Do you know the HTTPS and that lock symbol that appear when you are surfing the internet and that many people say have to do with ensuring your security and privacy? So the story isn’t always quite like this. The FBI issued an alert stating that cybercriminals have taken advantage of the false security provided by HTTPS and the lock icon to apply new phishing scams, increasing the number of victims.
“The presence of “https” and the lock icon are supposed to indicate the web traffic is encrypted and that visitors can share data safely. Unfortunately, cyber criminals are banking on the public’s trust of “https” and the lock icon”, explains the warning.

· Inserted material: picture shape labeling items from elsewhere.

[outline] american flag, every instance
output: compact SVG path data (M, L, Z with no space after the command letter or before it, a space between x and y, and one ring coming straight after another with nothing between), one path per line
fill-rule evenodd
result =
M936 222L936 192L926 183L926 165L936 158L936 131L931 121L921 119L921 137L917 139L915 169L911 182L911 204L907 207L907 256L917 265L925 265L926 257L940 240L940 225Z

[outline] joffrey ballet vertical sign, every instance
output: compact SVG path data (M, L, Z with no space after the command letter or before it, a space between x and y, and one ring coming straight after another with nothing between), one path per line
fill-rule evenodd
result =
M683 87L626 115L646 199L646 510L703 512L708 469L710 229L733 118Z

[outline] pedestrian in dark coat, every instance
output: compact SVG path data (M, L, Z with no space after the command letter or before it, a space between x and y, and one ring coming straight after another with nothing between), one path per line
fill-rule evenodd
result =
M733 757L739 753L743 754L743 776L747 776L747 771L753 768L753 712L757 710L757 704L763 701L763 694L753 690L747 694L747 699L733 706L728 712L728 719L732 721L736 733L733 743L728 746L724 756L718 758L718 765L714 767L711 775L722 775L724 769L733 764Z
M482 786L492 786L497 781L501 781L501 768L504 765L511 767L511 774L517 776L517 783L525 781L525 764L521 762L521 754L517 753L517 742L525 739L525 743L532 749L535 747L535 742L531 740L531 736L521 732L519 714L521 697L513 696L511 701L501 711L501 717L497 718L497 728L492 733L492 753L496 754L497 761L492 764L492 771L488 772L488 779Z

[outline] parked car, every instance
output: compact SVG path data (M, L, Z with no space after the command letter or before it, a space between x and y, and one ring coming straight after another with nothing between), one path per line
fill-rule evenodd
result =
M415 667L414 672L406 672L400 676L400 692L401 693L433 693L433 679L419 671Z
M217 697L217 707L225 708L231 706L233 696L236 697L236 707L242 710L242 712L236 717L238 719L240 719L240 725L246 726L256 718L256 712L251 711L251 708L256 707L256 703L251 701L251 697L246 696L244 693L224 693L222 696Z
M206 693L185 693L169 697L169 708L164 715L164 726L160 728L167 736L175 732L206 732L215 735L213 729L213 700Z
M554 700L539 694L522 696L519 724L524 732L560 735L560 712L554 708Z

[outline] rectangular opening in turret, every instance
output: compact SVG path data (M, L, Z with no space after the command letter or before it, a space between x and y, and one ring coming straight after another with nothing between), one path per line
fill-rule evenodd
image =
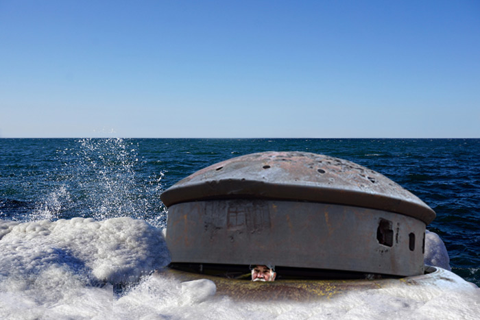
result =
M394 230L392 229L392 221L380 219L379 227L376 228L376 240L379 243L387 247L394 245Z

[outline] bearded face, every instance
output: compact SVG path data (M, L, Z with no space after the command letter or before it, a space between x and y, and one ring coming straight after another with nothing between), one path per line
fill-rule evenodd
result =
M252 269L252 281L271 282L275 280L276 273L264 265L255 266Z

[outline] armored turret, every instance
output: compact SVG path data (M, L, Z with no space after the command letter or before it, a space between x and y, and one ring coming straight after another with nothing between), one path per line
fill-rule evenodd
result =
M424 273L434 211L384 175L307 152L262 152L163 192L173 263L407 276Z

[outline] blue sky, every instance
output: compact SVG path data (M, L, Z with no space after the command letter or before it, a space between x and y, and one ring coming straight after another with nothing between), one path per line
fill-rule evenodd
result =
M0 0L0 137L480 138L477 1Z

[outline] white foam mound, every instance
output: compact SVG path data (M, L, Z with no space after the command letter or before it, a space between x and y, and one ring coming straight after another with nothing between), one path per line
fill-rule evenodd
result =
M426 261L449 268L437 236L427 232L425 247ZM446 270L315 302L235 301L216 294L208 280L150 274L169 262L162 231L131 218L0 220L0 319L472 320L480 314L480 289ZM121 297L104 282L143 275Z
M136 281L169 262L160 229L115 218L1 221L0 274L23 277L57 269L112 283Z

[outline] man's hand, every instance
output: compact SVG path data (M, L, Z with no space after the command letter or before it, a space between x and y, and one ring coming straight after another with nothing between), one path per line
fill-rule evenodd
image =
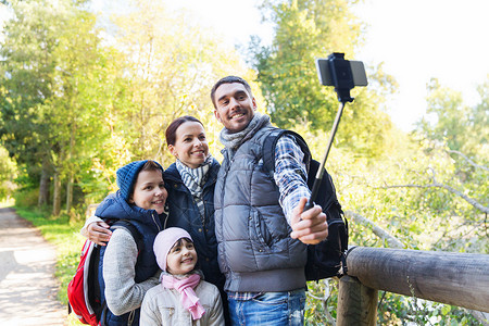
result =
M303 197L293 209L290 237L299 239L305 244L317 244L328 236L326 214L323 213L319 205L314 205L311 210L302 212L306 203L308 198Z
M112 236L110 226L105 222L93 222L87 226L88 239L99 246L106 246Z

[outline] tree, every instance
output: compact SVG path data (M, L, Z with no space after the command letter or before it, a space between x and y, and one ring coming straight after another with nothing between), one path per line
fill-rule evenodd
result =
M100 47L95 16L78 2L13 1L12 9L2 47L0 134L39 185L39 204L47 203L53 178L57 215L63 183L70 211L75 175L90 167L97 143L109 137L100 116L120 98L115 52Z
M163 1L135 1L129 13L114 18L114 47L130 80L124 108L114 108L114 133L130 143L133 158L173 162L164 130L185 114L200 118L210 134L211 149L218 130L210 90L218 78L248 71L233 47L212 32L191 24L192 13L171 12Z
M269 47L261 47L254 38L251 63L259 71L272 120L279 127L290 128L300 116L313 129L329 130L338 111L331 88L319 85L314 65L316 58L344 52L353 60L360 45L362 24L350 11L356 1L281 0L265 1L262 10L275 24L275 38ZM391 77L378 68L369 78L376 91L353 90L355 102L346 110L337 142L358 153L383 152L392 128L390 118L379 110L381 91L392 87ZM350 133L354 131L354 133Z

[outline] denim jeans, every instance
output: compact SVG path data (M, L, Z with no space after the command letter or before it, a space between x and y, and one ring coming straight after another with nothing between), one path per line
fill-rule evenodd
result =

That’s not a new scam, actually. For quite some time, crooks have been using HTTPS as a trick to fool more people. Indeed, as many users still believe that HTTPS is a guarantee that the website is a legitimate one, they end up falling into the fraud.

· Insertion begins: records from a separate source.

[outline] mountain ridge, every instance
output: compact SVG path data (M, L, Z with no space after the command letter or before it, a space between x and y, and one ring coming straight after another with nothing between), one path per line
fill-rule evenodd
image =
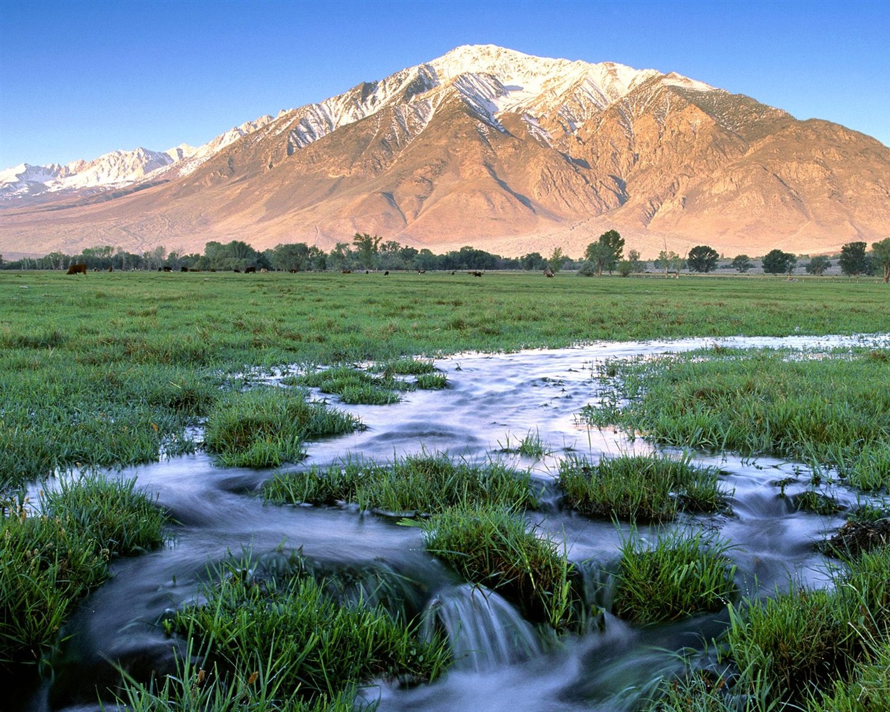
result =
M96 186L43 194L50 212L0 201L0 247L36 245L54 225L65 237L44 249L328 248L360 231L578 255L614 228L644 254L756 255L836 249L890 225L890 150L864 134L674 73L494 45L457 47L193 151L108 183L147 187L101 205L84 202Z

“They (cybercriminals) are more frequently incorporating website certificates — third-party verification that a site is secure — when they send potential victims emails that imitate trustworthy companies or email contacts. These phishing schemes are used to acquire sensitive logins or other information by luring them to a malicious website that looks secure”, points out the FBI.
Recommendations to fight phishing
In the announcement, the FBI makes recommendations so you can protect yourself against phishing attacks that use HTTPS. We've added a few more tips so that you and your company can prevent different forms of phishing scams. Here they are:
1. Keep your systems up to date.
2. Be suspicious of unexpected emails.
3. Don't believe on super fantastic deals.
4. Always check the sender email address.
5. Check the message content.
6. Don't click on suspicious links and attachments.
7. In FBI words, don't "trust the website just because it has a lock icon or "https" in the browser address bar".